Over the past few years, following the unveiling of a new computer protocol by a pseudonymous person or group named “Satoshi Nakamoto”, there has been an explosion of interest in Distributed Ledger Technology (DLT), often referred to as Blockchain, after the name of one of its components. This technology allows information to exist as a shared, immutable—and continually reconciled—database. As described by Don and Alex Tapscott in The Blockchain Revolution, “The blockchain is an incorruptible digital ledger of economic transactions that can be programmed to record not just financial transactions, but virtually everything of value.”
Because one of the most important features of DLT is its ability to dramatically enhance the efficiency of large scale, cross-company (and even cross-industry) interactions, its promise for the real estate industry—with its tens of trillions of dollars of value, millions of licensed brokers, and hundreds of thousands of construction firms—is nothing short of revolutionary. For the real estate industry, which has been relatively late to the game in the application of technology to fundamental business processes, there are potential uses of Distributed Ledger Technology across all facets of the field, including property databases, financial transactions, plans and project coordination, sales and leasing, and more.

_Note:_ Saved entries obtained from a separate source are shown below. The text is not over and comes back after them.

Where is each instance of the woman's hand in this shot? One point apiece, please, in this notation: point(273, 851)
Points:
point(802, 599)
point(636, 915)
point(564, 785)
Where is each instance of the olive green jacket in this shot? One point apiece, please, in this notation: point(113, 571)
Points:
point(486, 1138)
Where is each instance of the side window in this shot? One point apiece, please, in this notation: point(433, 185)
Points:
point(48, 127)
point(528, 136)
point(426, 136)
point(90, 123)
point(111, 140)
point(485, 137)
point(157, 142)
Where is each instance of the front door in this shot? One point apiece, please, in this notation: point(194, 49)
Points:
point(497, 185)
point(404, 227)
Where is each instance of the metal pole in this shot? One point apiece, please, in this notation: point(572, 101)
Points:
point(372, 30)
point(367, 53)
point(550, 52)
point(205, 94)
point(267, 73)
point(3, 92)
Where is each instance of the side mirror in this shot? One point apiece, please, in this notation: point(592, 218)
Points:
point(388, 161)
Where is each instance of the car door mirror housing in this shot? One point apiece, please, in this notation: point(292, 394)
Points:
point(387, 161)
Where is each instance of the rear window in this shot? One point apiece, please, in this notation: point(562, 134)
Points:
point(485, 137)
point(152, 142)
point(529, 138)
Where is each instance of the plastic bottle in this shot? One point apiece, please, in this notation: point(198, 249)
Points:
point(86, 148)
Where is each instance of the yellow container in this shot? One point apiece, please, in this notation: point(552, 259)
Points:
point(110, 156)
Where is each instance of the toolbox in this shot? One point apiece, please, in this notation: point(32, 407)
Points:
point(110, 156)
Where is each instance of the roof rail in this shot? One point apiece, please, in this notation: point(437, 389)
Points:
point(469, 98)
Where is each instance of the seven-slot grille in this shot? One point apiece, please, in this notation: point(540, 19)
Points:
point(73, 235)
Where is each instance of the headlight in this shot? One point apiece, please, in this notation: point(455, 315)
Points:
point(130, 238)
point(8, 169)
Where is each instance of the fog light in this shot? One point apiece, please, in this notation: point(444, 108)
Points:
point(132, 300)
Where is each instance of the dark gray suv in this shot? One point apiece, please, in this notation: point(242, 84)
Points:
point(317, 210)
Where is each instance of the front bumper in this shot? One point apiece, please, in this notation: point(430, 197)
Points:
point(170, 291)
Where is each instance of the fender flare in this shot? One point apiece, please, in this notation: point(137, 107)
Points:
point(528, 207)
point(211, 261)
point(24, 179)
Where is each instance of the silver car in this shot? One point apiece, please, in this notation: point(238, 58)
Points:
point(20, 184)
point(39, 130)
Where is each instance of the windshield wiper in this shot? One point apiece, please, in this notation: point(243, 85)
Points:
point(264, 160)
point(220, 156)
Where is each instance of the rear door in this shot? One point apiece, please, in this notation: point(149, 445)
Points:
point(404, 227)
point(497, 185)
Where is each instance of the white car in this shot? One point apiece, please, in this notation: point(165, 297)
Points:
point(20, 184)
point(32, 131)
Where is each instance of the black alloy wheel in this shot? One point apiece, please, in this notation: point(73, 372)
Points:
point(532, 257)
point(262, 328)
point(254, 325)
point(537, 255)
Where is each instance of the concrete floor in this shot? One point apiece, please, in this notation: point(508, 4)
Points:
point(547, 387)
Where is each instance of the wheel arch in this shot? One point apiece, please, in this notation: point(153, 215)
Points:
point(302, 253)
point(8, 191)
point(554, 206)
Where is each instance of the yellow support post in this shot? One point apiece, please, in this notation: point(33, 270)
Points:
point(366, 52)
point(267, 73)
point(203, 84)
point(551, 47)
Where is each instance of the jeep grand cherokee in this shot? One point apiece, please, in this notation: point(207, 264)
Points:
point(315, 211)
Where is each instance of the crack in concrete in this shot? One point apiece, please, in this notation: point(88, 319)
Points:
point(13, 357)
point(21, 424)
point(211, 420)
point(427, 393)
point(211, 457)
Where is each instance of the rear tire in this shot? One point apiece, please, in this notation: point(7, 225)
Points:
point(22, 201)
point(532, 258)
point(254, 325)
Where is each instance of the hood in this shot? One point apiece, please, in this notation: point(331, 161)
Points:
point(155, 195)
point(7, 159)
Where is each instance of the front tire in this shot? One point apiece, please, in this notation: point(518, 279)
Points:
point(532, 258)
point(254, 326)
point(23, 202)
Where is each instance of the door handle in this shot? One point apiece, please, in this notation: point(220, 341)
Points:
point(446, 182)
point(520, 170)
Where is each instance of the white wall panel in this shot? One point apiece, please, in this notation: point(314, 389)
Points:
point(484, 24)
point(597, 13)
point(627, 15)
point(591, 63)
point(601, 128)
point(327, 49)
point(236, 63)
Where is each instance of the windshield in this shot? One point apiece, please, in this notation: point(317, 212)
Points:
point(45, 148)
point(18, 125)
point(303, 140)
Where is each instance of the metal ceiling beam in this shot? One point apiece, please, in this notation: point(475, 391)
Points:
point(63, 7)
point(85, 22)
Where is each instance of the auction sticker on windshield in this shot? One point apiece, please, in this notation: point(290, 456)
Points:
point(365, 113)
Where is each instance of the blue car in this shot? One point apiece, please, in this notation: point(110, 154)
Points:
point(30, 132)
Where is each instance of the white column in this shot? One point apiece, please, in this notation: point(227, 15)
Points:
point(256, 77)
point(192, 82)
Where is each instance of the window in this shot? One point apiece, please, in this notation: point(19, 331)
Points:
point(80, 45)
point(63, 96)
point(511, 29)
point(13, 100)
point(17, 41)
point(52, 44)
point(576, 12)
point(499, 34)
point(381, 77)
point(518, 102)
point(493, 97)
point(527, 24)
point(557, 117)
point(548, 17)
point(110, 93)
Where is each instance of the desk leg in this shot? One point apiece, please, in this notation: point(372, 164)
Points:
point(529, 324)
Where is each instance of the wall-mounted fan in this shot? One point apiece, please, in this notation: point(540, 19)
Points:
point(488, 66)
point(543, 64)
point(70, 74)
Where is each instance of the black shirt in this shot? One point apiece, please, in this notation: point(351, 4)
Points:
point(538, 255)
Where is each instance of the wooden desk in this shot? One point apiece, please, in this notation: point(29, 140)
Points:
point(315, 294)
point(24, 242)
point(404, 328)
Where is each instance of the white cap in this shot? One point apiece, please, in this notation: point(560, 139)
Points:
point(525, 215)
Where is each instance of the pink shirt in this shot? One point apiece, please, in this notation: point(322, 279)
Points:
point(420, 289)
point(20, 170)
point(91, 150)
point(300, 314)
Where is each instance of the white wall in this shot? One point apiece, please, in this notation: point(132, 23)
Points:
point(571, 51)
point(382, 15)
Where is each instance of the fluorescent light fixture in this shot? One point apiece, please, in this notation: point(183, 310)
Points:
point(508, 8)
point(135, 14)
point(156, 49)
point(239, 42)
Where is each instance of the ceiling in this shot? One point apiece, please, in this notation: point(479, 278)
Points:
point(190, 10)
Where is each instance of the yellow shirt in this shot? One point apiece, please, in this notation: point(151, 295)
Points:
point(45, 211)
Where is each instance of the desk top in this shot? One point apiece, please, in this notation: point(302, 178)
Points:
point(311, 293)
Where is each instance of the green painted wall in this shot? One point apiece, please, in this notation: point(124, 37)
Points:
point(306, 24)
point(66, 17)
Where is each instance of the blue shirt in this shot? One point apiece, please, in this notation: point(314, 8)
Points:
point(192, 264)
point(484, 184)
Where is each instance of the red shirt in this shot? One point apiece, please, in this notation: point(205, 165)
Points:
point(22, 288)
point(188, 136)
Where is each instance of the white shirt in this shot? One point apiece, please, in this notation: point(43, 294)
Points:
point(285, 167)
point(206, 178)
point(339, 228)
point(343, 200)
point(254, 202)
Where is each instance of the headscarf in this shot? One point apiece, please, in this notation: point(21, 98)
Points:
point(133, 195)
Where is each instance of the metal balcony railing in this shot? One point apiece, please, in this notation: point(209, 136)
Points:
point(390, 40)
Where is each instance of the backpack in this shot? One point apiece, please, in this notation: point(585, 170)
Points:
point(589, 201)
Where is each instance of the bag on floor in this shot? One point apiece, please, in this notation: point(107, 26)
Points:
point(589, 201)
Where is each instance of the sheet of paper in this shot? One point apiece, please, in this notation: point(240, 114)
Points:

What makes this new technology so important is that it enables four separate, new concepts, each of which is fundamentally disruptive in its own right. Taken together, the result is to open up an array of possibilities so vast that we are just beginning to explore its potential. The four key concepts enabled by Blockchain technology are:
An immutable database, updated by an unlimited number of contributors, not necessarily relying on the trust of any one party and with no single point of failure.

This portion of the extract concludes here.